Trying to explain intricacies of the plot detracts from what should be the real focus of the show – the cast. James Corden (Gavin & Stacey and Craig Ferguson’s “Late Late Night” replacement) originated the role of Francis Henshall in the West End production of One Man,Two Guvnors, so it’s safe to say Andrew McNee had some big shoes to fill. McNee, who could easily pass as Chris O’Dowd’s (The IT Crowd, Bridesmaids) brother, seemed effortless in his portrayal of Francis. His easy demeanour, perfect comedic timing and excellent physical comedy skills easily charmed the opening night’s crowd.
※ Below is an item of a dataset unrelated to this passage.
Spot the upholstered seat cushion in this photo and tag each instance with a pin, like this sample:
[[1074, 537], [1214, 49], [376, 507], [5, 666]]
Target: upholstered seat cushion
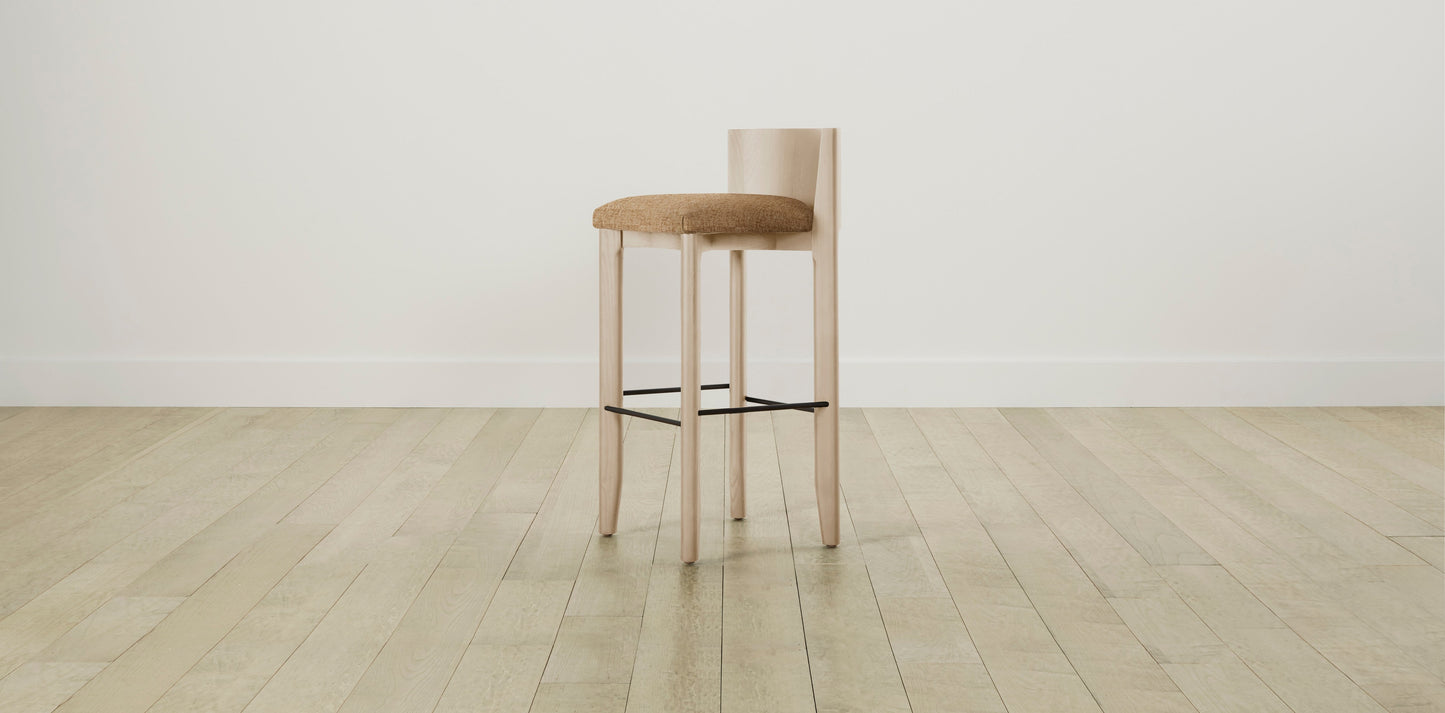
[[705, 213]]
The show’s other stand-out was Ryan Beil (Allan). From the moment we meet Allan at his engagement party, it is clear he is beyond self-absorbed and entitled. While those traits are not exactly desirable, they make for one of the most ridiculous characters I have had the fortune to meet. Allan wants to be an actor and treats every moment as though he is performing on a stage. Gazing out to an imaginary audience, speaking dramatically at all times (even when he is saying something unimportant or mundane) and appearing to always be waiting for applause or adoration is Allan’s normal behaviour. While the character is supposed to be over the top and ridiculous, Beil manages to make him more likeable than I think was intended by the playwright.
One Man, Two Guvnors also required audience participation and this is where the audience had the most fun. The interactions with the audience were often tongue-in-cheek, or rather pointed, but there were also moments when McNee appeared to break character and talk to members of the crowd as himself, not as his character Francis. The show’s audience participation highlight came when Francis brought a girl up on stage who was more than a bit shy. Francis moved the girl to-and-fro and even had her crawl and hide under a table only to quickly drag her back out, throw water in her face and douse her with a fire extinguisher when he accidentally started said table on fire.